Our small team at Our World in Data quickly pivoted from gathering long-term global-development data to building data-collection and visualization tools that we updated daily. Anyone could use these to track confirmed cases and deaths across countries and over time, and make comparisons adjusted for population size, density, demographics and income. Every day, these charts appeared in news stories. They were used by national leaders in briefings and interviews, and even by the WHO. We built a global testing database from scratch, bringing together figures from as many nations as possible: we could collect some data readily, such as those from the UK Office for National Statistics, whose data sets were built to allow automated data scraping, but for others we had to manually collect information from images that organizations posted to social media.

When vaccines were rolled out, we assumed international institutions would be ready to track immunization. They weren’t. Our team stepped in to build data sets on global vaccinations, and we made all data and code openly available.

I get e-mails daily from policymakers, investors, researchers and journalists asking for data on other issues — energy or the Sustainable Development Goals, say — that are impossible to find. Instead of leaving such work to volunteers, global institutions should marshal the funding and expertise to collect crucial data, and mandate their publication.

The late statistician Hans Rosling famously described a phenomenon called ‘database hugging disorder’ — organizations’ tendency to guard data.
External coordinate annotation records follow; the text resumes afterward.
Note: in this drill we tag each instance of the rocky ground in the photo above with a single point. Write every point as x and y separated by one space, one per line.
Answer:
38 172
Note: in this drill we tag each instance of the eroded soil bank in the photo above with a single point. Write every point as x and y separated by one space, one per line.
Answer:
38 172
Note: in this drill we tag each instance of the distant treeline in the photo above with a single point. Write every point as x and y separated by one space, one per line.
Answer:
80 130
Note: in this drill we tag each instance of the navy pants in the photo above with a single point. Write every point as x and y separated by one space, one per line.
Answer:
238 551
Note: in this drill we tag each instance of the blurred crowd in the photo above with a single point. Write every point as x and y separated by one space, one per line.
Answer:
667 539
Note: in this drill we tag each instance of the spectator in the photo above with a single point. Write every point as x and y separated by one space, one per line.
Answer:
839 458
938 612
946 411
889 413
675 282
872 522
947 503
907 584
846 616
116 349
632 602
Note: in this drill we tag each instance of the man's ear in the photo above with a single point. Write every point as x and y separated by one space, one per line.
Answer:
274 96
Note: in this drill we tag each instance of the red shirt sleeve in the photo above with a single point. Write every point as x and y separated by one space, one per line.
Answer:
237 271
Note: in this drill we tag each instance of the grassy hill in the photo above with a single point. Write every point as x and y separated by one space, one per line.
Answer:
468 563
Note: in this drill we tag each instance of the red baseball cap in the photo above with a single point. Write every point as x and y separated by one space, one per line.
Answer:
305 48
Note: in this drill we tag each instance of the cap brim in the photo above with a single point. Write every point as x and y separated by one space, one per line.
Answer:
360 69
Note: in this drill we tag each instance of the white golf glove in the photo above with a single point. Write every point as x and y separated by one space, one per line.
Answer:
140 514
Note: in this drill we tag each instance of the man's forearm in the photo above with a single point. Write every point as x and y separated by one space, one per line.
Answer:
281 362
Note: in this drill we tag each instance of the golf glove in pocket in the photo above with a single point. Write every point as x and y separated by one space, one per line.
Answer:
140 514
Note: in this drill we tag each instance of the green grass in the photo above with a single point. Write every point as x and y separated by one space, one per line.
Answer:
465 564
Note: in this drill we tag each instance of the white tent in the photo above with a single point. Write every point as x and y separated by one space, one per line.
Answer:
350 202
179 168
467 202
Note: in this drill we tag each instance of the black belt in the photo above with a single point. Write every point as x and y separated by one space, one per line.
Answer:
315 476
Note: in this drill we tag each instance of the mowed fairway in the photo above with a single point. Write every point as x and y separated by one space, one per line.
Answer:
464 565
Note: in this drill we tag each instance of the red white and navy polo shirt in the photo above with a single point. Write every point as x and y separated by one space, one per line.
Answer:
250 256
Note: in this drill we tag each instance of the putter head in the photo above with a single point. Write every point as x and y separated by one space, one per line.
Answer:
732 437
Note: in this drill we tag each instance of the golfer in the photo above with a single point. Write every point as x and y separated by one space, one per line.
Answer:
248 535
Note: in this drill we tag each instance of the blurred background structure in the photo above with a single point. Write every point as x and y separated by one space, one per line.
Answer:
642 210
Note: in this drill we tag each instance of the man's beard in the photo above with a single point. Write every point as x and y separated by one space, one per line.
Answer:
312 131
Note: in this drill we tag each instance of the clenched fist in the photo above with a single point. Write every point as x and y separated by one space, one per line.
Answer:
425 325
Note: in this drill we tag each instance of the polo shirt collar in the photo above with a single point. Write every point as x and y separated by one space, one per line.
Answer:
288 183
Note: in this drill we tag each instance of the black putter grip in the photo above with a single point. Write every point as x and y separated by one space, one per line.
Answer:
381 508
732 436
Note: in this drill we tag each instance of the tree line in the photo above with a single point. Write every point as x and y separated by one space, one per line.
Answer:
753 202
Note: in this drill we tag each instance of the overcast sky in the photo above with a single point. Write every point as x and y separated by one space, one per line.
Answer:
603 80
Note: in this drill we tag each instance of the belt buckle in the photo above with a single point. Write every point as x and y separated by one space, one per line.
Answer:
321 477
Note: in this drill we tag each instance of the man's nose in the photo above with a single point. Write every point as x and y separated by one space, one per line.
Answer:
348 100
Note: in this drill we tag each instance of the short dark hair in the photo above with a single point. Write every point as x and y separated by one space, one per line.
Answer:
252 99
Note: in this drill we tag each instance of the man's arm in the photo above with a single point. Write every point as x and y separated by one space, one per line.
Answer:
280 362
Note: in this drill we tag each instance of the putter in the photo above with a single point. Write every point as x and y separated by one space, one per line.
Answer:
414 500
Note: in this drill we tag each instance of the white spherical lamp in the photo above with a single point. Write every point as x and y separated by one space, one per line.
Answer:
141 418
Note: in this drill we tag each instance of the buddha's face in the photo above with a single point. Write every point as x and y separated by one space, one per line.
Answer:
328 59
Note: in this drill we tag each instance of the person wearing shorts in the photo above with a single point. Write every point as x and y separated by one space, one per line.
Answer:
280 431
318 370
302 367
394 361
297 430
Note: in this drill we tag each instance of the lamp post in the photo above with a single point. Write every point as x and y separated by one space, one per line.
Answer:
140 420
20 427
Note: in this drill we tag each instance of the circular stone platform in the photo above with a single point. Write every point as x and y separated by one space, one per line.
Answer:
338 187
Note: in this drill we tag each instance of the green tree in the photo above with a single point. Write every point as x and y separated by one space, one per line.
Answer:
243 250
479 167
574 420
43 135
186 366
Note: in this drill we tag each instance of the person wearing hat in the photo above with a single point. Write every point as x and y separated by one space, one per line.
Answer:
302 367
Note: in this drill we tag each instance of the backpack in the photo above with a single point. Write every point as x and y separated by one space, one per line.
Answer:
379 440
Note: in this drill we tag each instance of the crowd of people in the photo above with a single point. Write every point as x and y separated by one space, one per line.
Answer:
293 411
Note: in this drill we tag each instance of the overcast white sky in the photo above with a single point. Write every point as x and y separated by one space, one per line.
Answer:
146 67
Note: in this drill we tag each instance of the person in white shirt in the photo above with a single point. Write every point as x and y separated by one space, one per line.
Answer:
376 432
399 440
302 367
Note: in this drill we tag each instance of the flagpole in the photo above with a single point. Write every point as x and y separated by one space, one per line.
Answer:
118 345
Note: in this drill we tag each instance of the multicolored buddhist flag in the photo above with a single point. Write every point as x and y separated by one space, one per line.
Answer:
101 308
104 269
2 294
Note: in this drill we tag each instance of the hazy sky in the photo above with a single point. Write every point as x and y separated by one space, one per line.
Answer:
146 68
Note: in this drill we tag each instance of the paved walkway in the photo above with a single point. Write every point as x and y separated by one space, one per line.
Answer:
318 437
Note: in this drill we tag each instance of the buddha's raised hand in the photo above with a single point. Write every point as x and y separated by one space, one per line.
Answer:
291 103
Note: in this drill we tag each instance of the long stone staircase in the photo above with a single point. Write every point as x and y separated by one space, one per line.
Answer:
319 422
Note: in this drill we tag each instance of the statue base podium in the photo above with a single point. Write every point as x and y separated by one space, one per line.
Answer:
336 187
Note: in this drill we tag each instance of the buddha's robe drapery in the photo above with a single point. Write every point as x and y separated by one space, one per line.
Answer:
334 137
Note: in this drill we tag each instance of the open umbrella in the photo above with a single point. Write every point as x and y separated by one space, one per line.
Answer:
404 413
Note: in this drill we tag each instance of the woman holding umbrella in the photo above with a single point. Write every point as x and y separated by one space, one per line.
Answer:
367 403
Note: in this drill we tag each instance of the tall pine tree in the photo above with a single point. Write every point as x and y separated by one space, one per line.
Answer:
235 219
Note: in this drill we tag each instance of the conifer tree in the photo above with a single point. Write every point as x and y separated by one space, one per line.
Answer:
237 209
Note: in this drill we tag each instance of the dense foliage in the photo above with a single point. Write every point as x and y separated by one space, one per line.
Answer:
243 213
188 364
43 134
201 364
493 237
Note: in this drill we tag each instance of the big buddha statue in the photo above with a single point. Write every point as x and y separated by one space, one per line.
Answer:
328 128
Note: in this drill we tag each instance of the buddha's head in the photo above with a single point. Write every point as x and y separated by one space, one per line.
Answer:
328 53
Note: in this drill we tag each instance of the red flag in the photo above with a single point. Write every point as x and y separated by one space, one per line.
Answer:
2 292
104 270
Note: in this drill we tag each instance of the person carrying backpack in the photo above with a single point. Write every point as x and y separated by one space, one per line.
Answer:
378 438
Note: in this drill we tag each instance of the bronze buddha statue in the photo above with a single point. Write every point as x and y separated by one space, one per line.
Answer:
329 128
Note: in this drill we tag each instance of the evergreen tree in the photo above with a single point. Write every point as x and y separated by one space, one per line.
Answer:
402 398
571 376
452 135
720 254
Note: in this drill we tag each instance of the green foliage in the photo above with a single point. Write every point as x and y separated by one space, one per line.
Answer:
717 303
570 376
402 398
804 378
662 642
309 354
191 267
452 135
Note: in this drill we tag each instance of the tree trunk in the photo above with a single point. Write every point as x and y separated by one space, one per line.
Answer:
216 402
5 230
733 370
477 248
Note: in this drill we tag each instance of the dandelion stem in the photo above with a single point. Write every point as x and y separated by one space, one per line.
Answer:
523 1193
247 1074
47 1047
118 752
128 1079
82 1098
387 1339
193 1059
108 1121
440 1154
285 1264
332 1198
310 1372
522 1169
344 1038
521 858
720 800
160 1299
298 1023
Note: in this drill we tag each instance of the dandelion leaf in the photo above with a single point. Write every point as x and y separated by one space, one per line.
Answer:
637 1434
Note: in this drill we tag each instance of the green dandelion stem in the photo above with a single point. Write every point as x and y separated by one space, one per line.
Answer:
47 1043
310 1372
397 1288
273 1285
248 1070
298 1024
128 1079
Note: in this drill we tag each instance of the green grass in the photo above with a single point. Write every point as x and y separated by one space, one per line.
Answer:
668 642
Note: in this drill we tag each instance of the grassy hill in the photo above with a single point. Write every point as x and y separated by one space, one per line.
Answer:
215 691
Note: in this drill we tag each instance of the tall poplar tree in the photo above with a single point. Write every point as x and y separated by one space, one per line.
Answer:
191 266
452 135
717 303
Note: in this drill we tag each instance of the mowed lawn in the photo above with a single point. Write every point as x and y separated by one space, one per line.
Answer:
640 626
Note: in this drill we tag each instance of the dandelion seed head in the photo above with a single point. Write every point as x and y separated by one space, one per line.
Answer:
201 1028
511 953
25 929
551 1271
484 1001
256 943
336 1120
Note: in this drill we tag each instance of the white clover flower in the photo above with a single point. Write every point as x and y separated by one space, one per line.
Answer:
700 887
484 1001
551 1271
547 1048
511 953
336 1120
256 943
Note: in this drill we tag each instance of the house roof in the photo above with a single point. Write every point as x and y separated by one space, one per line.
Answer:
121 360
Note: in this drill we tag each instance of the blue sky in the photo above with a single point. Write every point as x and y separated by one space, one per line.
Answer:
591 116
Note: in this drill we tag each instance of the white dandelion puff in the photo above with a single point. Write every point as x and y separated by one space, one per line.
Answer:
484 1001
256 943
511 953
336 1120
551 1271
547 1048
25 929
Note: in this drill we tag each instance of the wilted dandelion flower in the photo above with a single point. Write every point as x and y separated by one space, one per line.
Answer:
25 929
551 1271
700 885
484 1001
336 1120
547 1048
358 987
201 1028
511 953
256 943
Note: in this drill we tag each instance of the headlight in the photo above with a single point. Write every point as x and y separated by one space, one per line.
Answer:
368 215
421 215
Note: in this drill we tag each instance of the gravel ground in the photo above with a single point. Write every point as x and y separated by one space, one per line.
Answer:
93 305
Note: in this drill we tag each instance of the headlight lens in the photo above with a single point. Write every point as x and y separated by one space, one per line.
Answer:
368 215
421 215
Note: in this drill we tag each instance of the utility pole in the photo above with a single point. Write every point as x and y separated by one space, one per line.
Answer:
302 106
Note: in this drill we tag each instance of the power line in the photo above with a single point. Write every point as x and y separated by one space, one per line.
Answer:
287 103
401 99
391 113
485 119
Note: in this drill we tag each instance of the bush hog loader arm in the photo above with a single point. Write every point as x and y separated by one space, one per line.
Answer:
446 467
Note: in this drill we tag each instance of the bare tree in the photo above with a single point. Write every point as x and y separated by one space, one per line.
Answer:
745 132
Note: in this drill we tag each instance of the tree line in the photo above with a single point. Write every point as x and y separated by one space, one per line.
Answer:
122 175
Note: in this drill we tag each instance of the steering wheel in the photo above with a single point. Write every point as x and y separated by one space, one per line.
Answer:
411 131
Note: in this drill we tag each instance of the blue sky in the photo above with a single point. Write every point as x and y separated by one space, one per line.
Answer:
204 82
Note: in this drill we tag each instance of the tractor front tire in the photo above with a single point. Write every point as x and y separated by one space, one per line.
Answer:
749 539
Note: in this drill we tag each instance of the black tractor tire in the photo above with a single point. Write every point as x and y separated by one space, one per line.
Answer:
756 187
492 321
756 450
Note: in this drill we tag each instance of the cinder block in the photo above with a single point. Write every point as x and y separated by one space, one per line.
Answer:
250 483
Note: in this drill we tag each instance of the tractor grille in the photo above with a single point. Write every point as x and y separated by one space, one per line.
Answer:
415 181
Many were cured: the Organisation for Economic Co-operation and Development in Paris has an open statistical platform; the United Nations and the WHO are making more public-health metrics accessible. But organizations tackling other global problems lag far behind.

Consider climate change. We need to know how much energy countries consume and from which sources, and how much each sector (such as electricity, road transport, aviation and heating) demands. These data are gathered by the International Energy Agency, which is based in Paris and funded mainly by governments. But researchers must pay thousands of dollars to use them.

The IEA’s chief funders — the energy ministries of the world’s richest countries — stipulate that it raises around one-fifth of its operating costs this way. This amounts to just €5 million (US$5.8 million) to €6 million per year, equal to 0.03% of the total public-energy research and development budget for IEA countries in 2018. But, even at discounted rates, those fees keep researchers and policy experts in poorer countries out of the conversation. Plus, researchers who can access the data cannot fully share their analyses.

As a result, many rely on data published by the giant UK oil and gas company, BP, but these don’t include information about most low-income countries, breakdowns by sectors, or ‘final energy’: that which is actually consumed, rather than wasted in conversion processes.

Also consider the UN Sustainable Development Goals, which all UN countries agreed to achieve by 2030. The UN has set out 231 indicators towards these, but has not made it easy to track progress. So we created the SDG Tracker — a dashboard for users to explore progress — and found that there were no data for more than one-fifth of the indicators.

There are two key problems to fix. First, open data are often available only at the national level; governments provide them as national public goods, but there is rarely funding or resources available for anyone to pull data from different countries together. Second, many data that are publicly available are inaccessible. Often, they are stuck behind paywalls in academic journals, or are too difficult to find and use. The UN Food and Agriculture Organization publishes invaluable data on the global food system, but requires users to download hundreds of separate spreadsheets to understand the most basic trends. The metrics supplied with the data are frequently hard to understand and navigate.

What will help? International institutions need data divisions that are properly financed. The World Bank is a successful example. Its World Development Indicators provide a connected overview of some of the most pressing problems in global health, poverty and development, and they are freely accessible. Research grants should also require results to be shared — in a way that is accessible and understandable to policymakers and the public.

Problems that cross borders cannot be solved by any country alone: data need to be coordinated and supported internationally. The recognition of new SARS-CoV-2 variants, new COVID-19 outbreaks and areas lacking in vaccine access has been made clearer by open and global coordination. To tackle global problems, the world must create open data.